A Non-Convertible Debenture (NCD) is a debt instrument used by companies to raise medium to long-term funds. Unlike convertible debentures, NCDs cannot be converted into equity shares of the issuing company. They are essentially a loan taken by the company from investors, with a promise to repay the principal amount along with fixed interest payments over a specified period.
Key Features of NCDs:
- Fixed Income: NCDs offer a pre-determined, fixed interest rate, providing investors with a predictable income stream. This makes them appealing to risk-averse individuals seeking stable returns.
- Tenor: NCDs have a fixed maturity period, which can range from a few months to several years. Investors should carefully consider their investment horizon before selecting an NCD with a suitable tenor.
- Credit Rating: NCDs are typically rated by credit rating agencies like CRISIL, ICRA, and CARE. The rating reflects the issuer’s ability to repay the debt. Higher-rated NCDs (e.g., AAA) are considered safer but usually offer lower interest rates, while lower-rated NCDs (e.g., BB or below) carry higher risk but may offer higher yields. Investors should always assess the credit rating before investing.
- Listing: Many NCDs are listed on stock exchanges, allowing investors to buy and sell them in the secondary market before maturity. This provides liquidity, although the price may fluctuate based on market conditions and the issuer’s creditworthiness.

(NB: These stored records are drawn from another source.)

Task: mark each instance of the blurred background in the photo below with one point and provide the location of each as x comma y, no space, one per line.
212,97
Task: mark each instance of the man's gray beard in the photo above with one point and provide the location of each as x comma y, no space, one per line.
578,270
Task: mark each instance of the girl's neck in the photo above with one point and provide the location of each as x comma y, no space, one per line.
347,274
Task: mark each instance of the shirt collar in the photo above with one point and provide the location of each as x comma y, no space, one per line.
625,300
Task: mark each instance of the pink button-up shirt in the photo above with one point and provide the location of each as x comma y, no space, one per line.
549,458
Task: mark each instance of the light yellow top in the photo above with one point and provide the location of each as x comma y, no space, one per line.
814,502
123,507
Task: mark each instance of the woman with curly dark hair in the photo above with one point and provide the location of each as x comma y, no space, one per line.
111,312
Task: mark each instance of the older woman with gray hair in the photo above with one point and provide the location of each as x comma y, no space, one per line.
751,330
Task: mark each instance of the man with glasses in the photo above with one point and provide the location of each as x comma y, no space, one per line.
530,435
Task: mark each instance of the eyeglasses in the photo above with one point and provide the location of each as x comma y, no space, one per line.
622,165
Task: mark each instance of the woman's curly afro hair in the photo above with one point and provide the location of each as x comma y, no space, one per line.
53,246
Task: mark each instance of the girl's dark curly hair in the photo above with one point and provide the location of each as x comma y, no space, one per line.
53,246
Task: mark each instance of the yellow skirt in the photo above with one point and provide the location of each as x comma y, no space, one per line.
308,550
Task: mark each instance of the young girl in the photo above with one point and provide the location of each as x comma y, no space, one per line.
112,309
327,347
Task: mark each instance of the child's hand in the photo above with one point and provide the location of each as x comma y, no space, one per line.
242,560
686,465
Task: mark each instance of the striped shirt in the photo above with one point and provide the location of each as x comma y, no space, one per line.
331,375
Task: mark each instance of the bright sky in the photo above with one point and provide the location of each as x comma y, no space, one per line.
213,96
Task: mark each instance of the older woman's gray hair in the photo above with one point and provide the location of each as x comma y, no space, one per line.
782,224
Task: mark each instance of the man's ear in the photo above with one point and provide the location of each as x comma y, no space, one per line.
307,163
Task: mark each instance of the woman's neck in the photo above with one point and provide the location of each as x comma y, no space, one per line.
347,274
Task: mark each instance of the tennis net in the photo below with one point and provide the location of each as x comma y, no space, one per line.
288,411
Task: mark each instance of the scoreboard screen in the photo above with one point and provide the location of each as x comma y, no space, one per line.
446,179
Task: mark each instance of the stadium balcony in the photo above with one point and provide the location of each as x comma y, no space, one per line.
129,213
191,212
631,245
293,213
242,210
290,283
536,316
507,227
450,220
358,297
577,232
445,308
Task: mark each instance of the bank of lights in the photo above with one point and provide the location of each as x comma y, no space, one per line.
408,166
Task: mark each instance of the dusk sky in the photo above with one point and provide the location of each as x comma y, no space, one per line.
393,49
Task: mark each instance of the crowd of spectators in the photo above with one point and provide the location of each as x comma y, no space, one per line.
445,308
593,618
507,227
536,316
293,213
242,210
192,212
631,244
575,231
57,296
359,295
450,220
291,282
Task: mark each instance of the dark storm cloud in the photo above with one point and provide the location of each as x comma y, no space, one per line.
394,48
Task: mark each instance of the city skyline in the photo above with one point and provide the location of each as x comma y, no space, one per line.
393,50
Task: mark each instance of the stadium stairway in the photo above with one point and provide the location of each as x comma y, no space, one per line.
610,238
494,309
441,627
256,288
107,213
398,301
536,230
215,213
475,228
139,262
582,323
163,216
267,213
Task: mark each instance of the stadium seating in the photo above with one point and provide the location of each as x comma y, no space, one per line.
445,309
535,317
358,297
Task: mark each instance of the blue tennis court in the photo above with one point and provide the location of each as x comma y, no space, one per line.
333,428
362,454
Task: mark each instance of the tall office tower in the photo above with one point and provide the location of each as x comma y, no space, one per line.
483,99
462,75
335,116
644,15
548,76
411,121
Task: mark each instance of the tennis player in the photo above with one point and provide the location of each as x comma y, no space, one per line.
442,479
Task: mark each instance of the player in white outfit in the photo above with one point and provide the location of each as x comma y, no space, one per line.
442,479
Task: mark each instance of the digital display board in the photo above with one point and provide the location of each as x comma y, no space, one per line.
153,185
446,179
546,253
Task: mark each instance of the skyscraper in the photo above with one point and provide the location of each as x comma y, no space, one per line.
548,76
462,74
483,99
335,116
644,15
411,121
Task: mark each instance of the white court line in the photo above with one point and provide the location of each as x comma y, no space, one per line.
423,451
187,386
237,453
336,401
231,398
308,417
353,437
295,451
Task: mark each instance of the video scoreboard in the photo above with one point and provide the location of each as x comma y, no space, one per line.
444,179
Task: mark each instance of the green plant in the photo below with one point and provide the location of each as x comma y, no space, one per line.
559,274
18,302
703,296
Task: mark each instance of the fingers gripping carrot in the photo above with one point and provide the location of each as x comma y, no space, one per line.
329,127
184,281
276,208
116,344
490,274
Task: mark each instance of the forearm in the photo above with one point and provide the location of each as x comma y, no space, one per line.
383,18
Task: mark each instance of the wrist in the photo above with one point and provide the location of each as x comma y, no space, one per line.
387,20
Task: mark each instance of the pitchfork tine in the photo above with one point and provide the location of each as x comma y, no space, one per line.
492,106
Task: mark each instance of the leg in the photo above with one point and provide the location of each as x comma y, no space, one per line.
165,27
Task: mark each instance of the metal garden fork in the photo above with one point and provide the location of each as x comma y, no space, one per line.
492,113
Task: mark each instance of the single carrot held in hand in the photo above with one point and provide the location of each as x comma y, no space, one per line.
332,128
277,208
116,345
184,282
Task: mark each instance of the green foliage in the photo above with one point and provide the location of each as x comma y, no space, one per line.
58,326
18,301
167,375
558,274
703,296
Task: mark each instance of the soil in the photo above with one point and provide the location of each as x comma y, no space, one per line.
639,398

- Types of NCDs: NCDs can be secured or unsecured. Secured NCDs are backed by specific assets of the company, providing investors with some security in case of default. Unsecured NCDs, on the other hand, are not backed by any specific assets and are riskier.
Benefits of Investing in NCDs:
- Higher Returns: NCDs often offer higher interest rates compared to traditional fixed deposits or other debt instruments.
- Regular Income: The fixed interest payments provide a regular income stream, making them suitable for retirees or those seeking consistent returns.
- Diversification: NCDs can help diversify an investment portfolio by adding a debt component.
- Liquidity (for listed NCDs): Listed NCDs provide liquidity through the secondary market, allowing investors to exit their investment before maturity if needed.
Risks Associated with NCDs:
- Credit Risk: The primary risk is the possibility of the issuer defaulting on interest or principal payments. This is why credit rating is crucial.
- Interest Rate Risk: If interest rates rise after an investor purchases an NCD, the market value of the NCD may decline, particularly for those traded on the secondary market.
- Liquidity Risk: While listed NCDs offer liquidity, there is no guarantee that an investor will be able to sell their NCDs quickly at a desired price, especially in adverse market conditions.
- Inflation Risk: The real return on an NCD can be eroded by inflation. If the inflation rate exceeds the NCD’s interest rate, the investor effectively loses purchasing power.
Conclusion: NCDs can be a valuable addition to a diversified investment portfolio, offering potentially higher returns and a regular income stream. However, investors must carefully assess the risks involved, particularly credit risk, and choose NCDs with appropriate credit ratings and tenors that align with their investment goals and risk tolerance.